The elephant in the room: most of AI’s output is not adopted by users and is wasted
Low adoption, high output
It has been reported that despite high uptake of AI tools among developers, most AI-generated output is never adopted by humans — a finding that threatens claims about AI-driven productivity gains. Several company surveys and industry reports converge on a rough ballpark: adoption rates of AI-generated code tend to sit around 20%. For example, an internal ZoomInfo survey reportedly found an average GitHub Copilot code adoption rate of about 20%; SoftDocs (SoftDoc) reported a 13–21% acceptance range in 1H25; and DX AI’s Q4 impact report suggested roughly 22% of merged code was AI-written. Taken together, the public data point to a surprisingly low “adoption rate” — the share of AI output that developers actually keep and ship.
Why the number matters
Adoption rate is a closer proxy for real-world ROI than simple usage metrics. If an AI assistant generates 1,000 lines of code but only 200 are used, what did the team actually gain? It has been reported that industry practitioners and vendors alike find this metric hard to measure, and that enthusiasm, instant feedback loops and “slot‑machine” engagement make users overvalue interaction volume versus useful output. An anonymous AI product designer quoted in the reporting warned that applause metrics (likes, upvotes) are poor substitutes for measuring value, and that low adoption masks wasted compute, time, and cognitive effort.
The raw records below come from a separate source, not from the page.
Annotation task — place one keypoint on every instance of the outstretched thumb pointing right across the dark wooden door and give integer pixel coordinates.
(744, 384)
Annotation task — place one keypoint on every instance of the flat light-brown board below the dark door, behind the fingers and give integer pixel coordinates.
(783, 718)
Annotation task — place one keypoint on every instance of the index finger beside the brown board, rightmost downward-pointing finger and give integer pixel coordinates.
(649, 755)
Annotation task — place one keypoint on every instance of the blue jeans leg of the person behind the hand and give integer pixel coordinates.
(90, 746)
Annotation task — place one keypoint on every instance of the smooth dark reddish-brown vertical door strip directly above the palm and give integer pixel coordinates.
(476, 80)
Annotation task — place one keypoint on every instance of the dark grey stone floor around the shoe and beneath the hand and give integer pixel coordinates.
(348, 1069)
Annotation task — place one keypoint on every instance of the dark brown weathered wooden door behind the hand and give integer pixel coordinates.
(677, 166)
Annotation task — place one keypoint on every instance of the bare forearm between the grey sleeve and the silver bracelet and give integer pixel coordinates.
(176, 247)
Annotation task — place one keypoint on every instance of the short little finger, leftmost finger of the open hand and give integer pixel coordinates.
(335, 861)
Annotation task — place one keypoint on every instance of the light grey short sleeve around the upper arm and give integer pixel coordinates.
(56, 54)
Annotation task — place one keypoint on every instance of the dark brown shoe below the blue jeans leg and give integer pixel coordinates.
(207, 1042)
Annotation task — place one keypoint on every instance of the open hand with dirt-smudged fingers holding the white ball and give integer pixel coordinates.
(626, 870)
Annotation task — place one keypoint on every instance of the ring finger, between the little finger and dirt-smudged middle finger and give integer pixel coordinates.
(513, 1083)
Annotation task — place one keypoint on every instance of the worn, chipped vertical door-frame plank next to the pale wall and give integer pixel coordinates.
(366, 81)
Mixed signals from inside companies
Not all teams experience the same ratio. It has been reported that some engineers (one quoted pseudonymously from a major Chinese tech firm) claim near‑100% adoption when they use the latest, costly models; meanwhile White Whale Open Source (白鲸开源) CEO Guo Wei (郭炜) shared internal data showing adoption varies sharply by task complexity — near 100% for simple Q&A and low‑complexity coding, about 80% for medium tasks, and 50–60% for highly complex engineering scenarios. Those differences underscore that “adopted” must be defined carefully (tokens, lines, modules, or functional delivery) and that adoption depends on model quality, engineering processes and organizational willingness to pay for the best models.
Bigger picture: product design, cost and geopolitics
The implications go beyond product metrics. Low adoption can create false productivity narratives, inflate costs, and waste compute — problems that will matter more as enterprises factor AI into budgets and compliance. Geopolitics also looms: access to leading models and chips — affected by export controls and trade policy — shapes which firms can buy high‑quality, stable models that produce adoptable output. If adoption is the real test of AI’s value, the industry needs standardized measurement and product designs that prioritize usefulness over novelty. Will companies start measuring what truly matters — or keep celebrating activity while ignoring the elephant in the room?